Akhir minggu ini akan menampilkan dua peristiwa penting untuk tata kelola ekonomi global. Pertama, bankir sentral, akademisi terkemuka dan perwakilan organisasi internasional dari seluruh dunia akan bertemu di Jackson Hole, Wyoming mulai Kamis. Kemudian, selama akhir pekan, para pemimpin dari Kelompok Tujuh (G7) akan berkumpul di Biarritz, Prancis. Tinggi pada kedua agenda akan menjadi analisis indikator ekonomi terbaru yang tampaknya menunjuk ke percepatan perlambatan ekonomi global dan risiko resesi global yang membayangi.
Para pemimpin akan dihadapkan dengan pertanyaan-pertanyaan sulit - termasuk apakah ketakutan akan resesi dapat dibenarkan. Mereka juga akan merefleksikan konsekuensi dari resesi potensial, tidak hanya dalam jangka pendek, tetapi juga dalam jangka panjang bagi ekonomi, masyarakat, dan sistem politik kita.
Pekan lalu, sejumlah indikator ekonomi memicu peringatan bagi investor bahwa krisis ekonomi global yang baru akan segera terjadi. Jerman, mesin ekonomi Eropa, mencatat penurunan produk domestik bruto selama kuartal kedua 2019; harapannya adalah bahwa ekonominya akan berkontraksi lagi pada kuartal ketiga dan memasuki resesi teknis. Sementara itu, awal bulan ini kurva imbal hasil obligasi AS berubah negatif - yaitu, biaya meminjam uang untuk pemerintah AS lebih rendah selama jangka waktu yang lebih panjang daripada jangka pendek. Ini adalah konstruksi keuangan yang tidak jelas, tetapi secara luas dianggap sebagai prediktor yang baik untuk resesi ekonomi masa depan di pasar keuangan.
Namun, kita tidak boleh meremehkan keparahan risiko yang menjulang dalam hal perdagangan global dan perang mata uang, proses Brexit yang tidak teratur atau kerentanan keuangan di perusahaan-perusahaan tertentu karena tingginya akumulasi hutang.
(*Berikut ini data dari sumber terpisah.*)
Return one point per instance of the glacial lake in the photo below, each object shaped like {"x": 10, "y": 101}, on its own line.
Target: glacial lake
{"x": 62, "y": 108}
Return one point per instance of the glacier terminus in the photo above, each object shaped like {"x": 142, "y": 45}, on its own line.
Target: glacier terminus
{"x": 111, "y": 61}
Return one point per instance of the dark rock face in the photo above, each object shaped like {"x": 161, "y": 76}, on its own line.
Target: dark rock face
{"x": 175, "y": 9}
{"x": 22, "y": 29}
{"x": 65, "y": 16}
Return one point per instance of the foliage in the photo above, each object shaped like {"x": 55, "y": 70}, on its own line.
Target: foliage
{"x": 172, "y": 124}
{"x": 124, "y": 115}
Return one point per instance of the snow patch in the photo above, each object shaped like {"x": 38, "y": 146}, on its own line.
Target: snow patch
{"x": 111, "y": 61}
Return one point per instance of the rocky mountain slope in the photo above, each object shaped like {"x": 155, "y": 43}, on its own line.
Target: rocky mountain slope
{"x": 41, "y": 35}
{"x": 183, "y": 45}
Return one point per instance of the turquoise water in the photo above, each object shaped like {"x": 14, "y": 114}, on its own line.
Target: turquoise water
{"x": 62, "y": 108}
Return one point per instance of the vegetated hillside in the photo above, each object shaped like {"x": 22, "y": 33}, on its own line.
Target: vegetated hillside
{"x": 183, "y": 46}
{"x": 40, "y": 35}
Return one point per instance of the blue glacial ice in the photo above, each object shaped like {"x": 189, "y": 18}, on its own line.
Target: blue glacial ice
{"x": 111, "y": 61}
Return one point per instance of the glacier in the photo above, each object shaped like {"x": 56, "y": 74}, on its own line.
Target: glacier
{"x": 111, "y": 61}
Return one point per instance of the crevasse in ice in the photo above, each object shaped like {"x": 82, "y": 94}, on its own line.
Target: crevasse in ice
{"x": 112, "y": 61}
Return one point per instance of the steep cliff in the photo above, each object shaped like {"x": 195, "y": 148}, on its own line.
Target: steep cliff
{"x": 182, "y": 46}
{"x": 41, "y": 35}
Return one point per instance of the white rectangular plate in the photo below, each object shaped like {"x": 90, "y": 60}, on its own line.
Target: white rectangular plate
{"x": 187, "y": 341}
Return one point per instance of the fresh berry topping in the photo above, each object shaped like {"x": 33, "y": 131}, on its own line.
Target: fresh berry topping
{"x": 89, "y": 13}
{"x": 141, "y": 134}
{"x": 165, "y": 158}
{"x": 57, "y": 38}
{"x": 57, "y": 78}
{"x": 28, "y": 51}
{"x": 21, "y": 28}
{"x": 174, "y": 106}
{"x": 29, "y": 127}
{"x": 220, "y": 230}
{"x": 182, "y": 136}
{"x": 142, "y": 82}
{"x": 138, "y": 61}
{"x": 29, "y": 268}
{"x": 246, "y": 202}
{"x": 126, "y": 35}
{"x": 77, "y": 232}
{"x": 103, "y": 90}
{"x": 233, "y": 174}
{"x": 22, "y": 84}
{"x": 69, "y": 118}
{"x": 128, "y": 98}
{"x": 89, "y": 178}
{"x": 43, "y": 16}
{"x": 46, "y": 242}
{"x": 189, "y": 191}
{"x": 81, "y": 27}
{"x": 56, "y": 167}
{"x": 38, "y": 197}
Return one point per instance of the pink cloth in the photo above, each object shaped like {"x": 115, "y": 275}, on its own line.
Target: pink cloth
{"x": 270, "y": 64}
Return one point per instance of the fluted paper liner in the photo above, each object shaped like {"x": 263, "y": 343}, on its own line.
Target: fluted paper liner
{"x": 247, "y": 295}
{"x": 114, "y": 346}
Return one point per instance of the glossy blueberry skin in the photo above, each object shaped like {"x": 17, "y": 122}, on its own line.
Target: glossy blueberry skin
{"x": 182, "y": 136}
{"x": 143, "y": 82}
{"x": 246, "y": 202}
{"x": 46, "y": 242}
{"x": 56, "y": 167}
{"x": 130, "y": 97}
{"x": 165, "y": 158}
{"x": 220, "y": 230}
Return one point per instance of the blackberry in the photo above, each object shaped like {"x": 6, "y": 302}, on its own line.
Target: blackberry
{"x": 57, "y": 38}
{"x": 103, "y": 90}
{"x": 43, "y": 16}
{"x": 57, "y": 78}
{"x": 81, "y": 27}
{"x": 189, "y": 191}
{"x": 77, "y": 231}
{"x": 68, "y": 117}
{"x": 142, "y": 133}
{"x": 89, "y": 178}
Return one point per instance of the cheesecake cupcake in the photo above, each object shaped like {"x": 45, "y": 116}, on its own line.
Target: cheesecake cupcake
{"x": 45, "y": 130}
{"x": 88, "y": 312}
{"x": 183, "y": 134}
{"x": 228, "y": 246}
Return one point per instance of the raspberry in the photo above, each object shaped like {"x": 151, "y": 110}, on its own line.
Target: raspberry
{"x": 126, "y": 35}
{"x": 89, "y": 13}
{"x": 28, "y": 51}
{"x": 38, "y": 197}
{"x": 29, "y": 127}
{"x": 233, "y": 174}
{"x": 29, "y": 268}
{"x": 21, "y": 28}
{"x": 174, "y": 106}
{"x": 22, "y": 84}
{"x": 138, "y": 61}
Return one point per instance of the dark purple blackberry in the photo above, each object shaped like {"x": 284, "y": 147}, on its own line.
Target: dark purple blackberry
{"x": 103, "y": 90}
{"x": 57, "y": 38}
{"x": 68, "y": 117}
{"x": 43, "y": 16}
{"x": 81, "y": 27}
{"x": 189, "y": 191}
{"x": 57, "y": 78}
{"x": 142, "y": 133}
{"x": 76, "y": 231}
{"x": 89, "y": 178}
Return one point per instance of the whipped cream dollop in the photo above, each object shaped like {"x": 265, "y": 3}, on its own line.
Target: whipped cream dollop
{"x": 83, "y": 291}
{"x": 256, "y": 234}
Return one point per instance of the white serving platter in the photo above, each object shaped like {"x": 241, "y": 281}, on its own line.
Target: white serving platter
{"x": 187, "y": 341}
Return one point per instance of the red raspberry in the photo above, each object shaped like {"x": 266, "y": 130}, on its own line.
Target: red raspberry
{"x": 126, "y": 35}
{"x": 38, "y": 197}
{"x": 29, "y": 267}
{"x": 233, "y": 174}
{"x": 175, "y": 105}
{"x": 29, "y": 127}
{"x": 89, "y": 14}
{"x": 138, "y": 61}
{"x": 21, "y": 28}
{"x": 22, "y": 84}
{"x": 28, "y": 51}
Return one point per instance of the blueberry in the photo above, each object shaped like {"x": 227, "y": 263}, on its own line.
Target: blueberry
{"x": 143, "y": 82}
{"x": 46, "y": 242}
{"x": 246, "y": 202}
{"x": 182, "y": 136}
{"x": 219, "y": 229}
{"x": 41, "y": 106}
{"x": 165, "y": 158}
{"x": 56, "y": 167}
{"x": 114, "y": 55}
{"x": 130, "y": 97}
Jika risiko ini mengintensifkan atau terwujud, kita dapat memasuki resesi global baru. Konsekuensinya bisa dramatis - tidak hanya untuk kegiatan ekonomi dan daya saing jangka panjang ekonomi kita, tetapi juga untuk memperlebar kesenjangan ketimpangan. Selama kemerosotan ekonomi, segmen-segmen populasi yang sudah lebih rentan cenderung terpengaruh secara tidak proporsional karena mereka mungkin tidak memiliki keterampilan yang diperlukan untuk beradaptasi, akses ke peluang baru atau ketahanan keuangan untuk mengatasi angin sakal sementara. Bahaya ini sangat akut hari ini karena masyarakat kita belum pulih dari konsekuensi dari krisis keuangan 2008, yang menambah tingkat ketidaksetaraan yang sudah tidak berkelanjutan di banyak negara kita.
Bisnis, dalam kemampuan mereka, perlu menghindari reaksi berlebihan dan memotong terlalu banyak investasi dan / atau terlalu cepat, memengaruhi kelangsungan hidup jangka panjang mereka, atau memecat karyawan secara tidak perlu. Mekanisme untuk meningkatkan fleksibilitas - seperti mengurangi jumlah jam kerja per karyawan, bukannya mengurangi jumlah karyawan, seperti yang dilakukan Jerman selama resesi 2008 - dapat membantu untuk mencapai hal ini.